Immobile patients in prolonged bed rest can use compression stockings to prevent blood from clotting. Doctors sometimes order the use of external pneumatic compression devices (x). These devices use air-filled cuffs to squeeze the legs, improving blood flow and dissolving clots.

Movement Exercises for Deep Vein Thrombosis

Doctors advise patients coming out of surgery to move as soon as possible. Performing leg lifts in bed can help prevent DVT by increasing blood circulation. Physical therapists can also recommend movement exercises that can strengthen the body and increase deep-vein blood circulation. Even walking has proven therapeutic effects in patients recovering mobility post-surgery.

Surgery

The surgical removal of blood clots is reserved for when all other treatment options fail or when patients can’t take anticoagulant medication due to pre-existing health concerns.
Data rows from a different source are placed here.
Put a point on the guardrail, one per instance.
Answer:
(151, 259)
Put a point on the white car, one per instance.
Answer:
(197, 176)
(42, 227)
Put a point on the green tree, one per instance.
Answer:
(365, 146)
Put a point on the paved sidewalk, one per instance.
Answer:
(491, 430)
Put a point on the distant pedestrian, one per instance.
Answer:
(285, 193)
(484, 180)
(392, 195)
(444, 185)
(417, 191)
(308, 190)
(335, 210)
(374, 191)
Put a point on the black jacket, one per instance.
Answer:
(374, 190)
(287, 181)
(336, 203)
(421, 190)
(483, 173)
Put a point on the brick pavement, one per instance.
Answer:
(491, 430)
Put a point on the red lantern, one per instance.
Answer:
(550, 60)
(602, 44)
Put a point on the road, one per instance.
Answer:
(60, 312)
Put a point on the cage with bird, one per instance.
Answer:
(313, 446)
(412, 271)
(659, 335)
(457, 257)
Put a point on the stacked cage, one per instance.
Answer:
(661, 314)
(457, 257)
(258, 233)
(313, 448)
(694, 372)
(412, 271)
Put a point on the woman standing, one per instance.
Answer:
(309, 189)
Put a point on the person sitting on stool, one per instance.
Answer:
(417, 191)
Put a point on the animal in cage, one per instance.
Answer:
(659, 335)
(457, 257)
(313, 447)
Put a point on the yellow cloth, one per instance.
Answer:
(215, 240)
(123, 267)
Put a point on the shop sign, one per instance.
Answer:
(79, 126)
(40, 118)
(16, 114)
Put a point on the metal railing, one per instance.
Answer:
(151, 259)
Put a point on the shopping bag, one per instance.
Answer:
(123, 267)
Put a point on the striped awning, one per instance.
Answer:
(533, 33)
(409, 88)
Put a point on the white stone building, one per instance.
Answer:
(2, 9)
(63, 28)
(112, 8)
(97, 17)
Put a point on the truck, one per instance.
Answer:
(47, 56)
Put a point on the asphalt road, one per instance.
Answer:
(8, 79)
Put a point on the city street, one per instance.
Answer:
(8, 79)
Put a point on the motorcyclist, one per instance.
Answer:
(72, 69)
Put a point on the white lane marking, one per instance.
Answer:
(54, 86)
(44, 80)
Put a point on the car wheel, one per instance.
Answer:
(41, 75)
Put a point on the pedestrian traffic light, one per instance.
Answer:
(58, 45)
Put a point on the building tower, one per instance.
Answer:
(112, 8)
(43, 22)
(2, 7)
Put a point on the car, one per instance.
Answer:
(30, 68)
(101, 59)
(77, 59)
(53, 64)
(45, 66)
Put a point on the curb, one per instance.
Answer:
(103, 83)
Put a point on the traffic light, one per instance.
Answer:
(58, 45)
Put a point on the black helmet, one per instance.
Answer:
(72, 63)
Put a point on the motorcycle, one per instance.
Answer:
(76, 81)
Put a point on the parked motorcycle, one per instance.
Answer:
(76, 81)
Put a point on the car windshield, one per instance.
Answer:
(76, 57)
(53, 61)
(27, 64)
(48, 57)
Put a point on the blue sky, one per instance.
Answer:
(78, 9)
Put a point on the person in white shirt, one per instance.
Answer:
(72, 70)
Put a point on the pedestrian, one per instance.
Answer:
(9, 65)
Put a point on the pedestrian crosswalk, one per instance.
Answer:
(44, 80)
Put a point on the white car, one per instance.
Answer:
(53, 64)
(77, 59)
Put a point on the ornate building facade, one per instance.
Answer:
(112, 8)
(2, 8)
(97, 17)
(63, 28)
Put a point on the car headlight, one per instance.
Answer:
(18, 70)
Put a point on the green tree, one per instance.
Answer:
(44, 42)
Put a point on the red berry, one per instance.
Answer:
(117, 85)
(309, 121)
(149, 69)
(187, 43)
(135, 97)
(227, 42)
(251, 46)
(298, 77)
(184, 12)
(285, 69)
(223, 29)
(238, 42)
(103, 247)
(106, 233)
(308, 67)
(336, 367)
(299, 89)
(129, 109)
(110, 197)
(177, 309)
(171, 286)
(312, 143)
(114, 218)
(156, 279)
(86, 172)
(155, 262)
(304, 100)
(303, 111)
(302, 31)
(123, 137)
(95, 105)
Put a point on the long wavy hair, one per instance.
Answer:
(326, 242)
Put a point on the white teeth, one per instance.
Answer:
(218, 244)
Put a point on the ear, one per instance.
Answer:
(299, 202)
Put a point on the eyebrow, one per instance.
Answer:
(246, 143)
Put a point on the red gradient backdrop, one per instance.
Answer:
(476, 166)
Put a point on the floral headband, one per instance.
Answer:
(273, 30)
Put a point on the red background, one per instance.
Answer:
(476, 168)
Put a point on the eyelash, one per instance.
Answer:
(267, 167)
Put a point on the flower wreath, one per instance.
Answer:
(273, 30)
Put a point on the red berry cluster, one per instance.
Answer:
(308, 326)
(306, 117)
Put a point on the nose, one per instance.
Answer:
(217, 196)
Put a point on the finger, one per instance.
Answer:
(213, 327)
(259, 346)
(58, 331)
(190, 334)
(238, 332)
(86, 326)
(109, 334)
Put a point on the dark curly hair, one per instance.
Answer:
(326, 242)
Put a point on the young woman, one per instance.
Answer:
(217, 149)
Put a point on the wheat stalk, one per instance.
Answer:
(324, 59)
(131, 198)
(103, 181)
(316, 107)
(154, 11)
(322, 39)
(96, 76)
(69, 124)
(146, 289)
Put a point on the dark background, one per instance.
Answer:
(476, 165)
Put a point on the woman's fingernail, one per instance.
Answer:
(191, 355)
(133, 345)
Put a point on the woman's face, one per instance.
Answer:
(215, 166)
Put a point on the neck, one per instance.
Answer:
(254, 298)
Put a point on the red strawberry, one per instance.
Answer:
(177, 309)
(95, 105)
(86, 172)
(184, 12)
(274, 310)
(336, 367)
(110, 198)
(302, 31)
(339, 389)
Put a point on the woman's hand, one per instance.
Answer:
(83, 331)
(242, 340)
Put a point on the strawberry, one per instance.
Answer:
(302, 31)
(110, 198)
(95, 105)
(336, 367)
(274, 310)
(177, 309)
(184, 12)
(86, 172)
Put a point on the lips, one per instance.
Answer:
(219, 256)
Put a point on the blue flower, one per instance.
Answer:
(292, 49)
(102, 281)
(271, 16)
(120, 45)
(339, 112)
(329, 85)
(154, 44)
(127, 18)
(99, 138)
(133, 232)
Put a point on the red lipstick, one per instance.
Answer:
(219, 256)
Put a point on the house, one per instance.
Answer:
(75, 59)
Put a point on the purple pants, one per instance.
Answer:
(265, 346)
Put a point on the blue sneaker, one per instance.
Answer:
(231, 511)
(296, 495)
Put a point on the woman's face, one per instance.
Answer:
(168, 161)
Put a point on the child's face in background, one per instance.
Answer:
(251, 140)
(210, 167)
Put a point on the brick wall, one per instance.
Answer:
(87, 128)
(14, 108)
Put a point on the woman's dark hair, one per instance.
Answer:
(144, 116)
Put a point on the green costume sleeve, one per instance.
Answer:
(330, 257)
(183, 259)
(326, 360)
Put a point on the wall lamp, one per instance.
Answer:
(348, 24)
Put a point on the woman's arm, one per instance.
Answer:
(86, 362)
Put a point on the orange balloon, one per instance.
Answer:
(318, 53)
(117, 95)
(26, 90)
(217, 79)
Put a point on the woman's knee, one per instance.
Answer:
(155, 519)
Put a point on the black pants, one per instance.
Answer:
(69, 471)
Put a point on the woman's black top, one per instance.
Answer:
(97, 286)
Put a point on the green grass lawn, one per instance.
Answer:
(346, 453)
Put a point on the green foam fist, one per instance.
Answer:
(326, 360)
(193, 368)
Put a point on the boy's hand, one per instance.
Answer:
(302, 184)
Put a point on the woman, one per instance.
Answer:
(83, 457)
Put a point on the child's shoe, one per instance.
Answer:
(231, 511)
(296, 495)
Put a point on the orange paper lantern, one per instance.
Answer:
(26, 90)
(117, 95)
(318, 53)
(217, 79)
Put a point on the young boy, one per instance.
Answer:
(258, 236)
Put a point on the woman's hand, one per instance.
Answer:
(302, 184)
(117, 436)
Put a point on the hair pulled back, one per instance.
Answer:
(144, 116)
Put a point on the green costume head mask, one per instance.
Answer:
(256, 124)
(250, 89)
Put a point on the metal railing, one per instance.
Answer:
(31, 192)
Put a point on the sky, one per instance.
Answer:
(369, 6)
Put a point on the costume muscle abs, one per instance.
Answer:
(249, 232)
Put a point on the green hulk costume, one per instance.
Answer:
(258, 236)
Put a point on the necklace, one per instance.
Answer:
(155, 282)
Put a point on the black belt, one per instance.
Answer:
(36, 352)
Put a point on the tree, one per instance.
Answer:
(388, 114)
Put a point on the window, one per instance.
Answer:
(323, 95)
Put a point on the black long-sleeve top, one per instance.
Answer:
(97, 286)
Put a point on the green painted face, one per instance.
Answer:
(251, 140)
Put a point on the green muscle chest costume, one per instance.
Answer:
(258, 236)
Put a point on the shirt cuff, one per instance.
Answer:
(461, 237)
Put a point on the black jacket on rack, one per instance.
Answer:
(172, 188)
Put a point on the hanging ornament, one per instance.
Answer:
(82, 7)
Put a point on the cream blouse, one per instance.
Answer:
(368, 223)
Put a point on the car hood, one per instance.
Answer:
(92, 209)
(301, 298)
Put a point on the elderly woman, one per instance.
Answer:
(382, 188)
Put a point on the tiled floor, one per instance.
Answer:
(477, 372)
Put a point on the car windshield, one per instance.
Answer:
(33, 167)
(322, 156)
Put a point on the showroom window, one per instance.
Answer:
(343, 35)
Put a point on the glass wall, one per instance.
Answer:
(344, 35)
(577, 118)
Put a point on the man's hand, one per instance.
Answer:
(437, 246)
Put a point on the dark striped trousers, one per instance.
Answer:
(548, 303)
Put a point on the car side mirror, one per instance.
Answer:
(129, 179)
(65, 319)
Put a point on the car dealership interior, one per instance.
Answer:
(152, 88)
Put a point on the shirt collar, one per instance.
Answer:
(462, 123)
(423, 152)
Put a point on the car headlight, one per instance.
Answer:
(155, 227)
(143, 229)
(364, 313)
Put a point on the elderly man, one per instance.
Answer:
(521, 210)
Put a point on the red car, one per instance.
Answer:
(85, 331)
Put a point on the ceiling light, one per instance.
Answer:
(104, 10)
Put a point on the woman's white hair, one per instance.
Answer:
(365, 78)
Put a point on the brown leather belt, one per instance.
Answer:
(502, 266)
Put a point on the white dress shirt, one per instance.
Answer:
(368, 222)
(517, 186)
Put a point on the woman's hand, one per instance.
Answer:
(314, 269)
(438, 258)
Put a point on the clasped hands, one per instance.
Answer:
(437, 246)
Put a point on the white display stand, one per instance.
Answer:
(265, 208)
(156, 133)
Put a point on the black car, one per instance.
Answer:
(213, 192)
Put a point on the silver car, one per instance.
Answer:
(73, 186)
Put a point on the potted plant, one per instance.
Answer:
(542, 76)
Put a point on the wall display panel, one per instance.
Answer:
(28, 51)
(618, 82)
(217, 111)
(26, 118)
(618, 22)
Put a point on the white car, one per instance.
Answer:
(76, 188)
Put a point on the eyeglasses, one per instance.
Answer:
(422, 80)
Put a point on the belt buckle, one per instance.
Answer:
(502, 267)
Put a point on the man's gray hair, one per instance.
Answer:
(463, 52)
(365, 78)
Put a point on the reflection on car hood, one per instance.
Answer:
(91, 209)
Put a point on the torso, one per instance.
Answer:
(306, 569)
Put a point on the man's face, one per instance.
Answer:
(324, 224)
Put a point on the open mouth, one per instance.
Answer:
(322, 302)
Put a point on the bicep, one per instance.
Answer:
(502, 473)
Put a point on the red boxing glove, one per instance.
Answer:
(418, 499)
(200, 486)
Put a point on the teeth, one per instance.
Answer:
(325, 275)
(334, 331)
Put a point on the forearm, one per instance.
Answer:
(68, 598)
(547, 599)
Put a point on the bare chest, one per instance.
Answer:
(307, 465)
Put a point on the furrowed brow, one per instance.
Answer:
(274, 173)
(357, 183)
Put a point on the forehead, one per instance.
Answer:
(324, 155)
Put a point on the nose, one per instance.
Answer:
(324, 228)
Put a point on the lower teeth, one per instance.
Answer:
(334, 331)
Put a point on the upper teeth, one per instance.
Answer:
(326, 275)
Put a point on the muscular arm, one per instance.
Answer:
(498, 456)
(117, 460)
Minimizing Risk Factors for Deep Vein Thrombosis

The best way to prevent DVT is addressing risk factors. If you’re worried about DVT and smoke, now may be the time to quit. If you’re obese, consider increasing your weekly exercise to help you lose weight faster. Also, if your job requires you to sit all day, consider taking more breaks to walk around.

The Bottom Line

DVT is a vein disorder that affects the deep venous system, usually in the legs or the arms. Symptoms and complications of DVT can range from life threatening (pulmonary embolism) to unnoticeable. If you suspect you have DVT or are at risk of developing it, booking a checkup with your doctor is the best way to get a diagnosis or come up with a preventive plan.

By understanding the risk factors and causes of DVT, making informed decisions around preventing it becomes easier. Now might be the time to fulfill your weight loss goals or quit smoking. Also, consider taking any of the supplements mentioned above to help you prevent or treat DVT. Remember to talk to your doctor first before you take supplements to determine whether they’re right for you.